The /health endpoint returns 200 as soon as the server starts. The /ready endpoint returns 200 only after the model finishes loading. Use /ready in your ECS health check and ALB target group health check so traffic only routes to containers with loaded models.

In your ECS task definition, the health check hits /ready:

1
2
3
4
5
6
7
8
9
{
  "healthCheck": {
    "command": ["CMD-SHELL", "python -c \"import urllib.request; urllib.request.urlopen('http://localhost:8000/ready')\" || exit 1"],
    "interval": 15,
    "timeout": 5,
    "retries": 3,
    "startPeriod": 90
  }
}

The startPeriod of 90 seconds is your grace window. During this time, failed health checks don’t count. For larger models (1GB+), bump this to 120 or even 180 seconds. If ECS marks a container as unhealthy during model load, it kills and replaces it, creating an infinite restart loop. You’ll see tasks cycling in the ECS console with no clear error – check the startPeriod first.

For the ALB target group, configure the health check path to /ready with a matcher of 200 and a healthy threshold of 2 consecutive successes. This ensures the load balancer only sends traffic to containers that have confirmed the model is in memory and serving.

Common Errors and Fixes

OOM kills during model load. You’ll see tasks stop with exit code 137 and a CannotPullContainerError or OutOfMemoryError in CloudWatch. The model plus the Python runtime plus FastAPI overhead adds up fast. A 1GB model file can expand to 2-3GB in memory. Set your ECS task memory to at least 2x the model’s disk size. For the all-MiniLM-L6-v2 example above, the model is about 90MB on disk but 4096MB of task memory gives comfortable headroom for the runtime, tokenizer, and inference buffers.

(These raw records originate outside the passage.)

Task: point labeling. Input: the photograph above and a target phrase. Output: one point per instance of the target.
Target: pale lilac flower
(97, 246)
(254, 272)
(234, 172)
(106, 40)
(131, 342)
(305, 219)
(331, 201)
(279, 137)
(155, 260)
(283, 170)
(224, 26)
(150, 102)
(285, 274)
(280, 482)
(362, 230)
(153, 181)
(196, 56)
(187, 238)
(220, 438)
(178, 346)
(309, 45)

Image too large to pull. Baking models into Docker images makes them big. A 3GB model means a 4GB+ image. ECR pull times alone can take 2-3 minutes on Fargate. Use multi-stage builds to strip build tools from the final image. Consider using an init container that pulls the model from S3 instead if image size gets past 5GB. But for models under 2GB, baking them in is the simplest approach and avoids S3 download failures.

Health check timeout during model load. If startPeriod is too short, ECS will restart your container before the model finishes loading. Symptoms: tasks cycling between RUNNING and STOPPED repeatedly. Fix: increase startPeriod to at least 2x your observed model load time. Check CloudWatch logs for the “Model loaded and ready to serve” message to measure actual load time.

ECS scaling in drains warm containers. Auto-scaling doesn’t know which containers are “warm” and idle versus actively serving. When it scales in, it might kill a warm container that was about to receive traffic. The ScaleInCooldown of 300 seconds helps, but the real fix is setting MinCapacity equal to your desired warm pool size. Don’t let auto-scaling go below your warm floor.

Container starts but /ready never returns 200. Usually means the model path is wrong or the model cache directory doesn’t exist inside the container. If you’re using Hugging Face models, the default cache is ~/.cache/huggingface/. In Docker, ~ resolves to /root/ which is fine if running as root, but breaks if you switch to a non-root user. Set HF_HOME=/app/.cache in your Dockerfile and download to that path explicitly.